The finding in Garden City indicates that water flowed through the rocks on the Red Planet's surface long after the lake in Gale Crater tried up.
NASA’s Mars Curiosity rover has found two-tone veins of minerals that suggest water once flowed through rock in the middle of the Gale Crater while climbing Mt. Sharp.
The findings indicate that water flowed even after the lake that once filled the crater had dried up, creating a very different image of what the Red Planet’s watery past had looked like, and further indicating that microbial life could have found a suitable home in such an environment, according to a Los Angeles Times report.
Linda Kah, a sedimentary geologist at the University of Tennessee and a member of the Curiosity team, said that the finding helps scientists understand the chemistry of the rocks as well as the fluids that have been on Mars for eons, according to the report.
The deposits, which were found at a spot known as Garden City about 39 feet above the lower edge of the Pahrump Hills at the basal layer of the 3-mile-tall Mt. Sharp, likely formed when fluid flowed through the cracks in the rock, leaving behind minerals. The deposits create 2.5-inch ridges above the rock surface.
Veins of minerals have typically been light-colored on Mars, but these veins are dark, looking more like such deposits on Earth that are often created by salty water, according to the report.
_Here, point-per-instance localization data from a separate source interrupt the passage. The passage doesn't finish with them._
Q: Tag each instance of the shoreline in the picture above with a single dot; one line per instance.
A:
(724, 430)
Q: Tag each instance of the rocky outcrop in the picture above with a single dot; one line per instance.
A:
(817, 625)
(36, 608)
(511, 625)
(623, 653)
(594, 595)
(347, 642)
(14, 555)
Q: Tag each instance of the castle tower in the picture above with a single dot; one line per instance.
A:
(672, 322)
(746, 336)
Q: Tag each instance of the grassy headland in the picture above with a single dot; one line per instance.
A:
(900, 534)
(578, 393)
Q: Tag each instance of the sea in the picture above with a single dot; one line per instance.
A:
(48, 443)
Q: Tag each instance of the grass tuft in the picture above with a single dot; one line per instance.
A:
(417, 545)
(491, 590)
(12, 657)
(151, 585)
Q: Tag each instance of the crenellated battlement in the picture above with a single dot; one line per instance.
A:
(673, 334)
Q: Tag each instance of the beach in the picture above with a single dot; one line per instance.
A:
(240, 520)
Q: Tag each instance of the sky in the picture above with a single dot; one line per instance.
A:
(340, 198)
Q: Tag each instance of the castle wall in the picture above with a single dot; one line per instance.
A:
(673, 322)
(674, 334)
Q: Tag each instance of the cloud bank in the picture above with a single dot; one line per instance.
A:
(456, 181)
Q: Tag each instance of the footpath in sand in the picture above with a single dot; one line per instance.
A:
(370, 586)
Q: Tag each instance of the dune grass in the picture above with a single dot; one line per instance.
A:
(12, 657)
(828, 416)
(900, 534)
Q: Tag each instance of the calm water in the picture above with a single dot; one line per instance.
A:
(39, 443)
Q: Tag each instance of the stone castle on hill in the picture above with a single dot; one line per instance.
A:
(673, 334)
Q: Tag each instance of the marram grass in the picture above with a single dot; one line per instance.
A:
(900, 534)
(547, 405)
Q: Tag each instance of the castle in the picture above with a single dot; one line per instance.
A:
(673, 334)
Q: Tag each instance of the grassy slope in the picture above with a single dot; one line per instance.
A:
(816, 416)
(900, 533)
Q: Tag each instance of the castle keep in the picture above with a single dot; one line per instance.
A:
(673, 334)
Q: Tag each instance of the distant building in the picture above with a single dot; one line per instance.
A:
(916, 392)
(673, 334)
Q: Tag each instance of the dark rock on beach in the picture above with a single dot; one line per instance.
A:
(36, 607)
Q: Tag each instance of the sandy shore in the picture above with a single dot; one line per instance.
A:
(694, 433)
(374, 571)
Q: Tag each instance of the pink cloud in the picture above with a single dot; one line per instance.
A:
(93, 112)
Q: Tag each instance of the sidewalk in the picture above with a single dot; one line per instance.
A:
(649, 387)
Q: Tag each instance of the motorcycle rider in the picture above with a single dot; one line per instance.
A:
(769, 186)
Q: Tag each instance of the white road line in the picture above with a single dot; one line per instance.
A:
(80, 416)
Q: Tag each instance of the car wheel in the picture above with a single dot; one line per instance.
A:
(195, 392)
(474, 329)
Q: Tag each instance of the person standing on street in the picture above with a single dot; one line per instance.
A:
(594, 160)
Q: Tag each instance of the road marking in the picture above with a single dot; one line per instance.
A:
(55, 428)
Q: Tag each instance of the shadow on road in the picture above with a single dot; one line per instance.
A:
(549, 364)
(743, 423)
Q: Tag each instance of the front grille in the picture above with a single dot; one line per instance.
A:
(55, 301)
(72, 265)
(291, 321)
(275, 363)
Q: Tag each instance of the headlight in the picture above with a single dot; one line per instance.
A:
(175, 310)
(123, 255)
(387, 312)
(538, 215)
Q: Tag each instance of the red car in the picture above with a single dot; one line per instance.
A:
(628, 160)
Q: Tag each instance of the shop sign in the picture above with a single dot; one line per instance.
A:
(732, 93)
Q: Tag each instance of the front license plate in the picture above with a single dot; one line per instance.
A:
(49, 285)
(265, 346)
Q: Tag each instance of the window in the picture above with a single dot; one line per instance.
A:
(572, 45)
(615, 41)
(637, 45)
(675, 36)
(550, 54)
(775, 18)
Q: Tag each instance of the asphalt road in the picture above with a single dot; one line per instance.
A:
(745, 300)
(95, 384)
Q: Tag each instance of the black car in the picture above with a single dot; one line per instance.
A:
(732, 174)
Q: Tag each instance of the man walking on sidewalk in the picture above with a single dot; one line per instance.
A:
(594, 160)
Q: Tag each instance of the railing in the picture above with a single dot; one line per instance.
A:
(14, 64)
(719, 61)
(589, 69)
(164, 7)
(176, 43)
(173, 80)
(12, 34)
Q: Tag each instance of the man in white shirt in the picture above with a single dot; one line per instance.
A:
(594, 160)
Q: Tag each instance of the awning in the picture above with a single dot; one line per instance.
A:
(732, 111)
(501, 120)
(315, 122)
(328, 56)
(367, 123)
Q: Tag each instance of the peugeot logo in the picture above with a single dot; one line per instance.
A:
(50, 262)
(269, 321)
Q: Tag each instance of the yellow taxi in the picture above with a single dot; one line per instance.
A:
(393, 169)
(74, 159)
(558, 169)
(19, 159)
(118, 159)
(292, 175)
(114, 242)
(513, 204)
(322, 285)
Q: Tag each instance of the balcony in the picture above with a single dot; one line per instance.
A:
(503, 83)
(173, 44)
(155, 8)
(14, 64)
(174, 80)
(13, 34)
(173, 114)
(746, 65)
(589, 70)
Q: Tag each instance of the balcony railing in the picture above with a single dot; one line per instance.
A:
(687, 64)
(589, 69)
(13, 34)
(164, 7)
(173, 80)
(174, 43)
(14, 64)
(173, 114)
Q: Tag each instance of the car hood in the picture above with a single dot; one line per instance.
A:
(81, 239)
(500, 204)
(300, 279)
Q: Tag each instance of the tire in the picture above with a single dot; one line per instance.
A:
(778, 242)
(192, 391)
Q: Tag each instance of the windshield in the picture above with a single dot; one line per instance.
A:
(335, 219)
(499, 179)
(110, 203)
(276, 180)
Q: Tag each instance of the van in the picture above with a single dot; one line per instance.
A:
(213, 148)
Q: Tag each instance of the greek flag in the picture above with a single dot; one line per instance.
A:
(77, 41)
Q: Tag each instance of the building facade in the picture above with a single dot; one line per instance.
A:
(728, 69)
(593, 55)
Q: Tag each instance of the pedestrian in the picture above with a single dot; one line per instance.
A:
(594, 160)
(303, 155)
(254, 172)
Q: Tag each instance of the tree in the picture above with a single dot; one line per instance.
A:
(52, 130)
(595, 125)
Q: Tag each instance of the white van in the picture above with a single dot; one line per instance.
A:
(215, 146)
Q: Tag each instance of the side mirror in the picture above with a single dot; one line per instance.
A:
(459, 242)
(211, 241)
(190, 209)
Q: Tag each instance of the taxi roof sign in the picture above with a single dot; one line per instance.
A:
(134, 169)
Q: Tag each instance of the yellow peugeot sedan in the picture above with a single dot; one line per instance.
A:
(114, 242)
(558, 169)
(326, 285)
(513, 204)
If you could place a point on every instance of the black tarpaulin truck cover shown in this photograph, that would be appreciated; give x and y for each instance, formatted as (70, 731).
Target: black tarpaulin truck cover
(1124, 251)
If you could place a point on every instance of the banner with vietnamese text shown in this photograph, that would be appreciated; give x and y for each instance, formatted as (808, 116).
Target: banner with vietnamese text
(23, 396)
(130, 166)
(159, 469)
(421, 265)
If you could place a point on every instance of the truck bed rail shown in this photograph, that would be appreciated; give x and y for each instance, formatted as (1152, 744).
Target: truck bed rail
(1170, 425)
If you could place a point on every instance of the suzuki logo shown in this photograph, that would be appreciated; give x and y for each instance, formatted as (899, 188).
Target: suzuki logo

The dark veins are right next to the white veins, creating the appearance of an ice cream sandwich and providing clues on how water affected certain rocks during certain eras. The mineral veins provide a snapshot of an era in the history of Mars.
Some dark veins are chemically very different from other dark veins, which Kah called an “exciting” find that adds more complexity for scientists to figure out.
Curiosity first landed on Mars back in 2012 and has been traversing the bare wasteland ever since, looking for signs of the chemical ingredients for life as well as indications of water. The rover produced evidence that there was a lake that drained and filled again as the years passed.
If this is the case, it may mean that microbial life lived for a time — the Holy Grail of discoveries that scientists are hoping to find.